Labels inattendus et arguments étonnants

Surtout, il est loin le temps où l’e-sport avait pour principaux sponsors des marques de composants ou d’accessoires informatiques, comme Intel ou Razor. Les labels les plus inattendus viennent désormais se mêler à la fête. Comme l’entreprise de service de ressouces humaines Randstand, qui a officialisé à la Paris Games Week son rapprochement avec l’ESL, un des principaux organisateurs ; de la banque CIC, devenue sponsor de l’ESWC, important tournoi français ; ou de l’opticien Kris, présent sur le principal hall de l’événement.

Pour justifier leur arrivée tardive dans un marché a priori très éloigné de leur cible habituelle, les entreprises regorgent parfois d’arguments étonnants. A l’image de la déclaration de Natalia Isakova, responsable marketing chez Volvic, qui dans un communiqué affirme que l’équipe Team Vitality « résonne avec notre positionnement “Réveille ton volcan”, à travers la détermination, l’énergie et l’effort que ses joueurs déploient pour atteindre l’excellence et la performance ».

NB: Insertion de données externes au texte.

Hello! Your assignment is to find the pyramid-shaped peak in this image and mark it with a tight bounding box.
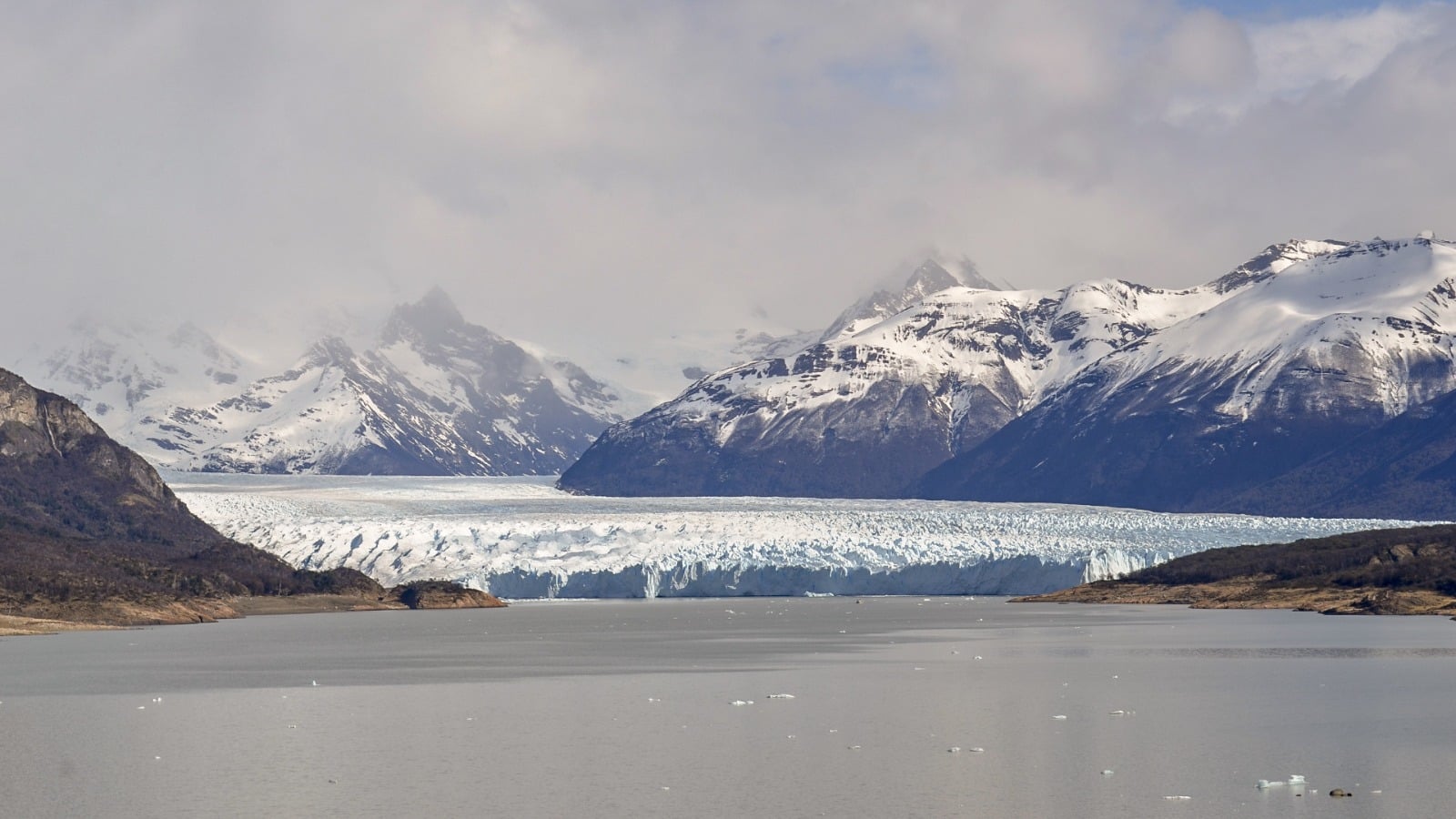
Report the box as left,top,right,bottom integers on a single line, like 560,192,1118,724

Plus terre à terre, Alexandre Boulleray, responsable du sponsoring sportif d’EDF, souligne avec panache que « s’il n’y a pas d’électricité, il n’y a pas d’e-sport, et ça, tous les e-sportifs vous le diront ». Pas myope sur ses intérêts commerciaux à moyen terme, l’opticien Kris justifie de son côté sa présence sur le salon du jeu vidéo par la volonté de « mettre en garde les joueurs sur les effets nocifs de la lumière bleue des écrans. »

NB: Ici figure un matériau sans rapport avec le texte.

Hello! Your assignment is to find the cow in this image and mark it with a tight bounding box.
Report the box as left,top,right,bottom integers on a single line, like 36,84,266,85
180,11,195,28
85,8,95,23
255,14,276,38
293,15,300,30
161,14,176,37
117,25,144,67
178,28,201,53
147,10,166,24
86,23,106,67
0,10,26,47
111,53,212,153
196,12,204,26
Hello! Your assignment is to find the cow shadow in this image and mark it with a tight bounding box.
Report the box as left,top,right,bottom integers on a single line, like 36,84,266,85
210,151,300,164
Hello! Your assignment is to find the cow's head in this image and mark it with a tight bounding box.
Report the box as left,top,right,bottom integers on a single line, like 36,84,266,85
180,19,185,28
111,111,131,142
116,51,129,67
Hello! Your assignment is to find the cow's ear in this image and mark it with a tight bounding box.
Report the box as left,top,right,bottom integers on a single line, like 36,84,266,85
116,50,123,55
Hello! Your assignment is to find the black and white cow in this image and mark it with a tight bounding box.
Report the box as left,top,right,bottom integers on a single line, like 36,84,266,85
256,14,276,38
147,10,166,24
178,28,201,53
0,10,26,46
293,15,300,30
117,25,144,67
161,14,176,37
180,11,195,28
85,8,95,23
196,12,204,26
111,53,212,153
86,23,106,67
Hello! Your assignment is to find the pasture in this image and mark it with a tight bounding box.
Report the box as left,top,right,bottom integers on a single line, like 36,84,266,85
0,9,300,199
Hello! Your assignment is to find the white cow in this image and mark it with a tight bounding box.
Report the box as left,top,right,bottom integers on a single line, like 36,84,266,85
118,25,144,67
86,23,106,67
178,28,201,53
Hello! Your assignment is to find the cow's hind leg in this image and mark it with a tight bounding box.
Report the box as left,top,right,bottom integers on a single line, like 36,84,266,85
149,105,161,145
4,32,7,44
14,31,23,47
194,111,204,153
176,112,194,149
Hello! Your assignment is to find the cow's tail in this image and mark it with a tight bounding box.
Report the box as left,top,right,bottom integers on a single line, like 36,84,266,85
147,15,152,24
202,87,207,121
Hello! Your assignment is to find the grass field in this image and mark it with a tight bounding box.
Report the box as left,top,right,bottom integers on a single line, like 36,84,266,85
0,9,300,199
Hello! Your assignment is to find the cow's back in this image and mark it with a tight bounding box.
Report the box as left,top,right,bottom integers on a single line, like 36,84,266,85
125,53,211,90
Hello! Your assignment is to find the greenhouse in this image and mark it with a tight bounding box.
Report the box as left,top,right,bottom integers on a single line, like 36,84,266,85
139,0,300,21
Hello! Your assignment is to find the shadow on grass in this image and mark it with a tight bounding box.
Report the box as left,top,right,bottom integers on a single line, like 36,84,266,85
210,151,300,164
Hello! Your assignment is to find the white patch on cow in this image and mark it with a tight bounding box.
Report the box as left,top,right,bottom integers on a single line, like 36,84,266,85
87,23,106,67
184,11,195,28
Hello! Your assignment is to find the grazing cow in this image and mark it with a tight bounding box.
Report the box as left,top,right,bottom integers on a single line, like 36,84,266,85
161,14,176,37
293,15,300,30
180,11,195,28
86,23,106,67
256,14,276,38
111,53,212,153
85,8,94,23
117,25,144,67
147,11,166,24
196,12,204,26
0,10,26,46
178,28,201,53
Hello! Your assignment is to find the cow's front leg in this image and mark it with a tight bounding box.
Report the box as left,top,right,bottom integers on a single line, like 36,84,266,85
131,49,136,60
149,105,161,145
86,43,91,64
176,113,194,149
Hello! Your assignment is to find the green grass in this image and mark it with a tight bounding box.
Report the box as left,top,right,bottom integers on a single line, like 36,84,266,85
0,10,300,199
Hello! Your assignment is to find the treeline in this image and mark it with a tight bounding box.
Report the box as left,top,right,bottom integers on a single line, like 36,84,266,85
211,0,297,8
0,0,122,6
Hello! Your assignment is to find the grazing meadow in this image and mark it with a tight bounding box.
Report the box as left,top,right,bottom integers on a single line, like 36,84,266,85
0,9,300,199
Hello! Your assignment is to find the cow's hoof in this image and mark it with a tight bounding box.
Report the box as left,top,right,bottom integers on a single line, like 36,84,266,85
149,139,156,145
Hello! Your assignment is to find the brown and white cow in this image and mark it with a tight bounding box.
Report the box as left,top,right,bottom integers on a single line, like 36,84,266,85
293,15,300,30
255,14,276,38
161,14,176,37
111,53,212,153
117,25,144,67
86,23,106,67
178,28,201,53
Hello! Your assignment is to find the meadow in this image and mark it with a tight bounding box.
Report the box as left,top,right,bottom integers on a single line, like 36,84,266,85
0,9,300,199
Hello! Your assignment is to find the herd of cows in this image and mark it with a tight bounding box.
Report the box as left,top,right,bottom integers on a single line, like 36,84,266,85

Des annonceurs en quête de rajeunissement

Les raisons de cet intérêt sont avant tout économiques. Pas tant parce que l’e-sport est un phénomène de société massif – pas encore, du moins. En termes d’audience, les compétitions de jeux vidéo demeurent un programme de second rang : la diffusion de compétitions sur la simulation FIFA 17 sur L’Equipe TV réunissait en 2016 autant de spectateurs que la finale du championnat de France de hockey sur glace, soit aux alentours de 120 000 fidèles. Les finales du jeu League of Legends peuvent en revanche rivaliser avec un match de NBA.

Mais plus que les audiences de l’e-sport, c’est surtout leur démographie qui plaît beaucoup aux annonceurs en quête de rajeunissement. Ceux-ci reprennent souvent des chiffres de janvier du groupe de médias Webedia, par ailleurs moteur de ce marché, pour annoncer que l’e-sport toucherait, en France, 63 % des 15-35 ans – il s’agit en réalité, selon cette étude, de ceux qui en ont « déjà entendu parler ». « On veut montrer que l’on est une marque qui innove et qui sait s’adresser aux jeunes, sur un secteur grandissant et qui a de l’avenir », assume ainsi Alexandre Boulleray. Une idée corroborée par Alban Dechelotte :

« Ce que j’observe aux Etats-Unis, c’est qu’en cinq, dix ans, l’e-sport a rattrapé des sports établis depuis cent ans, le baseball, le hockey, parfois le basket-ball sur les plus gros événements. C’est incroyable ! Comme en plus c’est un sport qui plaît particulièrement aux jeunes générations, cela a naturellement vocation à grandir. »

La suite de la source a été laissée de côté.